Bir masaya dördümüz oturmuş anneannem bize servis ederken Ahmet dayanamayarak ekmeklere sıcağı sıcağına gömülüvermişti. Fatma abla ısrar etse de anneannem onu da zorla masaya oturtarak servisi kendisi yaptı. Git gel git gel yaparak mutfağa seferler ederken bize de anneannemin ikazları sonucu getirdiği ekmekleri yemek düşmüştü. Tam karşımda Ahmet'in oturması iştahımı epey bir kabartmıştı doğrusu. O kadar hızlı ve neşeli yiyordu ki buranın ekmeklerine bayıldığı her halinden belliydi. Gerçekten canımı çektirmişti. Yanındaki annesi Fatma abla arada yavaş olması için ellerine vuruyordu ki buna içten içe gülüyordum. Belli etmeden gülmeye devam ederken yanımda oturan Alp ile göz göze gelmiştim. Anlaşılan gizlilik buraya kadardı çünkü fark edilmiştim.

Alp göz ucuyla Ahmet ve annesini işaret edip gülümserken tebessüm ederek önüme dönmüştüm. O sırada anneannem hızlıca yanımızda bitmişti her zamanki gibi.

-Bırak çocuğu rahat rahat yesin Fatma!

⇀ Boğulacak ablam boğulacak! Ben demiyorum ki yemesin, yavaş yavaş yesin.

-Nasıl yiyorsa yesin benim küçük paşam uğraşma Ahmetimle!

En sonunda Fatma abla da kızmıştı.

⇀Hep sen bu kadar çok yüz veriyorsun zaten. Bu büyüyünce iyi deli yürek olur toplayamam da sokaklardan!

-Aman ne olursa olsun canım. Önce bir karnını doyursun he mi?

⇀ He ablam he!

Fatma abla en sonunda tartışmayı bir kenara bırakıp bir kesikli ekmek yedikten sonra bardaktaki içeceğini de bitirdiği gibi ayaklanmıştı.

⇀ Haydi Allah ısmarlasın ben gidiyorum evde yapacak çok iş var. Oğlum alıp gelesin sen de kardeşini çok oyalanmadan!
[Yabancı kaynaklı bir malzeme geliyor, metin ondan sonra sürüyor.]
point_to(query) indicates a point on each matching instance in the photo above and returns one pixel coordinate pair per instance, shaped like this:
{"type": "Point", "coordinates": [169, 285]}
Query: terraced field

Alp ağzındaki lokmayla annesine kafa sallarken Fatma abla dükkandan çıkmış Ahmet ise arkasından rahat bir oh çekmişti.

-Oh be, nihayet!

En sonunda dayanamayıp gülmeye başladığımda Ahmet utanmışçasına bana bir bakış atmıştı. Sonrasında da tekrar yemeğine gömülüvermiş ve bir daha da benden tarafa bakmamıştı.

Sonrasında Ahmet haylazı karnı doyduğu gibi ayaklanıp koşturmaya başladığında bende arkasından masayı toparlamak için kalkmıştım, tek amacım anneanneme yardım etmek idi.

Masadan bulaşık bardakları alırken Alp de ayaklanarak tabaklara uzandı.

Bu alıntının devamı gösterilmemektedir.